3) Hydraulischer Proceß.
Jeder Raffinirer kennt das Verfahren, die Melasse oder den Farbestoff durch die
hydraulischen oder andere Pressen abzuscheiden und wir brauchen daher keine
besondere Beschreibung von dieser Operation zu geben. Rohzuker, wenn er diesem
Proceß unterzogen werden soll, erfordert eine sehr muͤhsame Vorbereitung und
gleicht nach derselben ausgepreßtem Marke; es bleibt darin noch eine betraͤchtliche Menge
Farbestoff zuruͤk und die Krystalle sind zerbrochen: aus diesen
Gruͤnden ist solcher Zuker nur zum Raffiniren tauglich.
4) Howard's Procedur.
Das Verfahren den Zuker durch Dampf zergehen zu lassen, welches das Princip des
verstorbenen Howard ist, kennt jeder Raffinirer. Durch
die mannigfaltigen Operationen bei diesem Verfahren, welche viel Raum und Arbeit
erheischen, wird jedoch in eben so vielen Tagen, als der pneumatische Proceß Stunden
erfordert, nur ein unvollkommen gereinigter Zuker producirt; außerdem sind die
nachtheiligen Wirkungen der Hize auf Zukeraufloͤsungen allgemein anerkannt.
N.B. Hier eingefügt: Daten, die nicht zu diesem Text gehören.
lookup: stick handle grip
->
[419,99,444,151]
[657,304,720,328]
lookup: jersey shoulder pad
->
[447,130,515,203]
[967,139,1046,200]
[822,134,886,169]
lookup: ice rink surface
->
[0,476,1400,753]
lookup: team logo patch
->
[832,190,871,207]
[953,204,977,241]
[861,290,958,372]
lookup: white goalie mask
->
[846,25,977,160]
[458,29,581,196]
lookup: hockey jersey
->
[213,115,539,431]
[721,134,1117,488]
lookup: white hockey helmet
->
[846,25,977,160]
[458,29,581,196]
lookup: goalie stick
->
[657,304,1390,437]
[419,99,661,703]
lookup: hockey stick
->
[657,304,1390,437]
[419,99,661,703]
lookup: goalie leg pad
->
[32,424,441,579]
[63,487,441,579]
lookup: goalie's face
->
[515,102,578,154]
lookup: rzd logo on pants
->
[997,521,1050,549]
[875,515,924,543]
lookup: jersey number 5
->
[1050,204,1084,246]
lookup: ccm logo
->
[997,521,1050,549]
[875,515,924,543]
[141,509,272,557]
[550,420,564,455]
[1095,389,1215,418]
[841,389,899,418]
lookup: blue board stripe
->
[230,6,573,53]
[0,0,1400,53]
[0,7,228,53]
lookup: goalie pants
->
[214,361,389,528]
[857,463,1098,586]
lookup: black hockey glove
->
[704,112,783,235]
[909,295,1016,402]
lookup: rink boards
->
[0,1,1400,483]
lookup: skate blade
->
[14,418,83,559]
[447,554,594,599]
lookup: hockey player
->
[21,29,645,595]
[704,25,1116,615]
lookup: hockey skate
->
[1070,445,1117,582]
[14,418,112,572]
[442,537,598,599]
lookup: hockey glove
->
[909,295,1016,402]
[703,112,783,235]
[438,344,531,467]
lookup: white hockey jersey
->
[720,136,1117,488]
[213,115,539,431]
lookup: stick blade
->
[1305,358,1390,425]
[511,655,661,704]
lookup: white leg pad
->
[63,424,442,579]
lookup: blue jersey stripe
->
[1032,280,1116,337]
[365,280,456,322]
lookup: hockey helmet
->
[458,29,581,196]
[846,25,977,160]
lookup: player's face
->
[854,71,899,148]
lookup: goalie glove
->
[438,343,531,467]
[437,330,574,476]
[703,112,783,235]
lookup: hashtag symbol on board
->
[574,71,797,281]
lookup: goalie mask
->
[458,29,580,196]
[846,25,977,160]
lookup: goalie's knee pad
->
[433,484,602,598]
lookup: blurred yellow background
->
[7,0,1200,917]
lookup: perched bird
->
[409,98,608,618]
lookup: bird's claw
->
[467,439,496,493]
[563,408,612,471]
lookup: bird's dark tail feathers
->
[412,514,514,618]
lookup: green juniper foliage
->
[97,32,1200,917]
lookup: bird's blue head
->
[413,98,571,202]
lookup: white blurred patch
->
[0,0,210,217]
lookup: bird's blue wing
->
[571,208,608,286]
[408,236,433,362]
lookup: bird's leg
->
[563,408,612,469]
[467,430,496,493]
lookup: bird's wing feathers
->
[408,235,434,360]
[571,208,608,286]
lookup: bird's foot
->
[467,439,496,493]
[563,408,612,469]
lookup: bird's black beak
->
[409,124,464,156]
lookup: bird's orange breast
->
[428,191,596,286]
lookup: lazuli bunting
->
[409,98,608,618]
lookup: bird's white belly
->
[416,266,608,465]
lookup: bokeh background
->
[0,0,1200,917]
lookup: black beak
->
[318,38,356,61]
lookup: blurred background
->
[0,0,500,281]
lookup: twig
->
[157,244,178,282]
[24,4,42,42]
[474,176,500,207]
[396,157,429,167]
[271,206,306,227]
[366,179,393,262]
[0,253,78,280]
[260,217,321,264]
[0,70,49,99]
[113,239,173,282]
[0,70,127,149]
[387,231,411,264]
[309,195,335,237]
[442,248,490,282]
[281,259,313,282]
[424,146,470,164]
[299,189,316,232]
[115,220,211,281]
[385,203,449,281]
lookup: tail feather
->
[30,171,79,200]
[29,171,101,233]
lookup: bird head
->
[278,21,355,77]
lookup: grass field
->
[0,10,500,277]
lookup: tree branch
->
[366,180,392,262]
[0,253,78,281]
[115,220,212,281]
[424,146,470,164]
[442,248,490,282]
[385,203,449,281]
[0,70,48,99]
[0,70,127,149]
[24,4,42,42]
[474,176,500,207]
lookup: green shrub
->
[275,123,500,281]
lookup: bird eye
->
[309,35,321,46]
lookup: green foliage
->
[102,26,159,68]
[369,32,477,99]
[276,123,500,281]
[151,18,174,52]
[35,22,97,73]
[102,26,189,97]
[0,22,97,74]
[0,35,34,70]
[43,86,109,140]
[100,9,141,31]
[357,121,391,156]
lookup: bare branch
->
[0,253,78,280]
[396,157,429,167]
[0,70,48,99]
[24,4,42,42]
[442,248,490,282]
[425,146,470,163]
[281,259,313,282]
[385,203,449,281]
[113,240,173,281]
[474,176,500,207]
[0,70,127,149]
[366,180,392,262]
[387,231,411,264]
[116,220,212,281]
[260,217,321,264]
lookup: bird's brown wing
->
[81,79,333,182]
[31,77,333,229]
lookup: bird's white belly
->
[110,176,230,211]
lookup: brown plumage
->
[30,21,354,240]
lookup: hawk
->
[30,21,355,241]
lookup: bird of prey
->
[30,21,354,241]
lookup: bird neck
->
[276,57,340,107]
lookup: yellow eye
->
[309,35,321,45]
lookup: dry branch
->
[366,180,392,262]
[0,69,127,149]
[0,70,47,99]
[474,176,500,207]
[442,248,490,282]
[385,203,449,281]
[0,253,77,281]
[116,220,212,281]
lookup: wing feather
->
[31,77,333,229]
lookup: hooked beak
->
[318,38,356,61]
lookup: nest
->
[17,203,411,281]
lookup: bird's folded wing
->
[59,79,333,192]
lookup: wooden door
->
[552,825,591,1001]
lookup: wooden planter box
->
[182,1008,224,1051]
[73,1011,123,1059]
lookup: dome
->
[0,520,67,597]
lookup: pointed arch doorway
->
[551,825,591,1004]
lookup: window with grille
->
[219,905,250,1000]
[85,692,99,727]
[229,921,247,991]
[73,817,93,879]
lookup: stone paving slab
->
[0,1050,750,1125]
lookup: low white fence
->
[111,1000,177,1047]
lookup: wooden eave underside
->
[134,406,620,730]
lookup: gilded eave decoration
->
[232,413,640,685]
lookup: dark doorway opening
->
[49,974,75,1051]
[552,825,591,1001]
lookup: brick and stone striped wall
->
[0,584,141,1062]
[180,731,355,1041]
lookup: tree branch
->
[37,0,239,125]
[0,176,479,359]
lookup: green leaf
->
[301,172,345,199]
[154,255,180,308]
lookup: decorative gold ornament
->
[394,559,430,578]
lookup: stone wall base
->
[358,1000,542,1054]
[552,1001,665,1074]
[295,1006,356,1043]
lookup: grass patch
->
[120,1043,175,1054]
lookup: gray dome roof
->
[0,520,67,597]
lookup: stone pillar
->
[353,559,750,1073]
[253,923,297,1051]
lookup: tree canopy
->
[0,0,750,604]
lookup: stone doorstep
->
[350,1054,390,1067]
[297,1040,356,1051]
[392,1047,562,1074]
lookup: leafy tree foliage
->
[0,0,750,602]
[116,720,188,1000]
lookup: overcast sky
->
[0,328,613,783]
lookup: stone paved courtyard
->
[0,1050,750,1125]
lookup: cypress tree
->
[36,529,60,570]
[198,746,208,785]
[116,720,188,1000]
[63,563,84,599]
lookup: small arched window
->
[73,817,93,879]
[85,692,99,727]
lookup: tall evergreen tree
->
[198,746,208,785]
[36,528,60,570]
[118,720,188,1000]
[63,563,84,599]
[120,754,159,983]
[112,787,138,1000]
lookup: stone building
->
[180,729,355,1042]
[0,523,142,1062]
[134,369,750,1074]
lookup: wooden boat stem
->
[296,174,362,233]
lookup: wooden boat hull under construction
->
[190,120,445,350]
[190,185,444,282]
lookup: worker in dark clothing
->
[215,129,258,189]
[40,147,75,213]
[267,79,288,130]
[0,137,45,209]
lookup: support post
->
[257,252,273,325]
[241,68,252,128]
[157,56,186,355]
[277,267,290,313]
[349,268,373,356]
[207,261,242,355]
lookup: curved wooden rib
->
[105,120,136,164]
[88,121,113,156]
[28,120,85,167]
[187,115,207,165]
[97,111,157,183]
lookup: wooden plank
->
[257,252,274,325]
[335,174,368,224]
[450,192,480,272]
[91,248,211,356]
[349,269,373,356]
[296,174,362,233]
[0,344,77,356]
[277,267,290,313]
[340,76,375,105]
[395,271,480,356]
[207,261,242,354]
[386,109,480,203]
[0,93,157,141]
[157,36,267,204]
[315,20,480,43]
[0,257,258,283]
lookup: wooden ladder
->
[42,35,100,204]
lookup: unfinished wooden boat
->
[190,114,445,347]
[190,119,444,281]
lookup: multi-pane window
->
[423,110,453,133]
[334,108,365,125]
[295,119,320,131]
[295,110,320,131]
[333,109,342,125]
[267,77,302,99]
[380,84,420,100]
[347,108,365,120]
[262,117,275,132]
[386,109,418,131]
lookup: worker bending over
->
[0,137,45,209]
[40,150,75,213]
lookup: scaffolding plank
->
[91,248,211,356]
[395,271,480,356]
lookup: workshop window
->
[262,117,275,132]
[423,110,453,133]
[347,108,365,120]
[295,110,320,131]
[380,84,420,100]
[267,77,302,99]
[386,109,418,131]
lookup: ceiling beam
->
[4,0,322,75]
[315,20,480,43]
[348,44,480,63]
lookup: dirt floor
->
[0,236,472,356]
Da nun durch das pneumatische Verfahren der Zuker auf eine schnelle, wohlfeile und
seiner Krystallisation nicht nachtheilige Art gereinigt wird, so ist es fuͤr
alle Auflosungen von rohem gedektem oder raffinirtem Zuker und fuͤr alle bei
den verschiedenen Bearbeitungen hieraus erhaltenen Syrupe anwendbar.